Reality Check

UPDATE: How much for that F-35 jet in the window?

Tue, 26 Apr 2011 14:00:59 -0500

So how much will Canada's next generation fighter jet - the proposed F-35 Joint Strike Fighter - really cost?

 

The Conservative government says the 65 planes, to be equipped with the latest in stealth technology, will cost $75 million each when the full amount ($16 billion for purchase and maintenance) is amortized over the next 12 years or so.

 

But now, April 25, National Defence says it's been told by the U.S. that the unit price for each plane may be a little higher, though DND still expects to deliver the program on budget.

 

A couple of things to keep in mind about this latest development. It looks to be the first time DND is admitting there has been a contingency plan built into the program to deal with at least some cost overruns.

 

The second is that when DND, and the prime minister, say the unit price may be a little higher, are they referring to both the purchase price per plane as well as the ongoing maintenance cost, which was how the original figure was arrived at. 

 

The reason this important is because these latest cost estimates are based on a report by Bloomberg news service, which says that it is now the ongoing maintenance and operating costs of this next-generation fighter that has the Pentagon concerned.

 

Bloomberg cites a report, dated April 15 but which has not yet been made public, from the Pentagon to Congress that suggests operating costs may be more than double earlier estimates.

 

The cautionary note here is that the independent experts hired by the Pentagon are predicting the F-35s will break down more frequently than the fighter jets they are replacing and a Pentagon official is quoted saying the U.S. is still trying to "develop a more refined number."

 

As we reported earlier

 

The Parliamentary Budget Officer, Kevin Page, estimated last month that the planes will come in at more like $30 billion, or $128.8 million each, in the wake of Lockheed Martin's recent development problems.

 

And earlier this week, a U.S. expert, Winslow Wheeler of the Centre for Defence Information in Washington, put the cost per plane "in the neighbourhood of $148 million," which is almost double the government's estimate.

 

Who is right?

 

At this point, it is very difficult to say because, as CBC commentator Brian Stewart pointed out recently, unlike the last time Canada bought fighter jets there is no competitive bidding.
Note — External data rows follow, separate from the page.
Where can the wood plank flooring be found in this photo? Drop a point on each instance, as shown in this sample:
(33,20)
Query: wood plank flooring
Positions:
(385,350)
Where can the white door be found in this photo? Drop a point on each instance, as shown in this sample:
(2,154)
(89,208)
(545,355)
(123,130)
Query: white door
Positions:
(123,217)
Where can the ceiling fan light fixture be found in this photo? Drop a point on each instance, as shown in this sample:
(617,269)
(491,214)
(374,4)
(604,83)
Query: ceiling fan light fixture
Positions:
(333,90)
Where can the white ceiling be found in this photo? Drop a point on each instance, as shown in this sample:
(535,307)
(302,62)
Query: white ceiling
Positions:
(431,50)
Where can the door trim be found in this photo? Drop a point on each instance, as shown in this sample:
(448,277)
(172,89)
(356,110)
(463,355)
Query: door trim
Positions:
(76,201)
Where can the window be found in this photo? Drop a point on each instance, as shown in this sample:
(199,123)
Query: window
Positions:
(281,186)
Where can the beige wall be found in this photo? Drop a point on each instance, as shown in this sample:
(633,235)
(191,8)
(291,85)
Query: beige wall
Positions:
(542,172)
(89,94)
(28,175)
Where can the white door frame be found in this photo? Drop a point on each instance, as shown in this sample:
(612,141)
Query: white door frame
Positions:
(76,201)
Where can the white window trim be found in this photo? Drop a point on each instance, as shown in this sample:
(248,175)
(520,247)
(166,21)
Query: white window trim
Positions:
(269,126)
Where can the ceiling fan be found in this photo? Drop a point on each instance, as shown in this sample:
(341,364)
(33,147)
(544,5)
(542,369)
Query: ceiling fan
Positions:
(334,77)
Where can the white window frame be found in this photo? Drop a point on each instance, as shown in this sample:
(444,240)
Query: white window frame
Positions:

Which means there are no competing manufacturers laying their costs and projections out there for all to see.

 

Defending the government's lowball figure, Dan Ross, the assistant deputy minister for procurement at the Department of National Defence, told reporters on March 17 that:

 

  • -Canada is buying just 65 jets out of a hoped-for 3,100 production run and has arranged to take delivery in the middle of the run from 2016 to 2022, when the kinks are worked out and manufacturing costs should be lower. (This raises the question, of course, what happens if the run is delayed.)

 

  • -Canada's deal, as part of the nine-member F-35 consortium, shields it from paying for escalating research and development costs, which are the main reason the overall F-35 costs have soared beyond early forecasts.

 

  • -Canada is purchasing only the Conventional Take-off and Landing version of the F-35, the cheapest and least technologically complex of the three versions.

 

Countering this, recent U.S. reports on the F-35 have generally cited the average cost per jet as being spread across all the three variations and, on March 29, a representative from the U.S. General Accountability Office told Power and Politics that the jets will cost $110-115 million each.

 

Are there no alternatives?

 

In his analysis, cited above, Brian Stewart suggests there are other fighters that could fit Canada's need to replace the aging CF-18s. And Liberal Leader Michael Ignatieff has said the Liberals will scrap the F-35 deal and open the process to competitive bidding.

 

Not everyone feels that way, of course. The Conservative counter-argument is that to switch to open bidding at this stage, Canada would have to withdraw from the JSF consortium, thereby giving up its preferred place on the production line and the favourable pricing that goes with it.

 

Chief of Defence Staff Gen. Walter Natynczyk says the cost per unit is the cheapest for any fourth- or fifth-generation aircraft out there and that any attempt to buy older jets might actually cost more money.

 

At the same time, both Britain and Israel have cut back on the number of F-35s they had originally intended to purchase, while Australia and Norway are buying in tranches, because of their concerns over runaway costs.

 

Will we have to pay a cancellation fee if we back out?

 

Voters will remember that when the Jean Chretien Liberals came to power in 1993, their election promise to cancel the EH-101 Maritime helicopter purchase cost taxpayers about $500 million in penalties. (Plus, we are still waiting for the promised replacements.)

 

This time is different. The contract to purchase is not signed and is not expected to be signed until 2013. So there is no cancellation fee.

 

Cancelling the project would mean the loss of the approximately $165 million that the federal government has invested to allow Canadian companies to bid on the project.

 

Plus, Defence Minister Peter MacKay has argued that cancellation would mean Canada would lose up to $1 billion in royalties, economic benefits and R&D opportunities.

 

Presumably at least some of that would be regained if the alternative is to buy and participate in the development of a less costly alternative.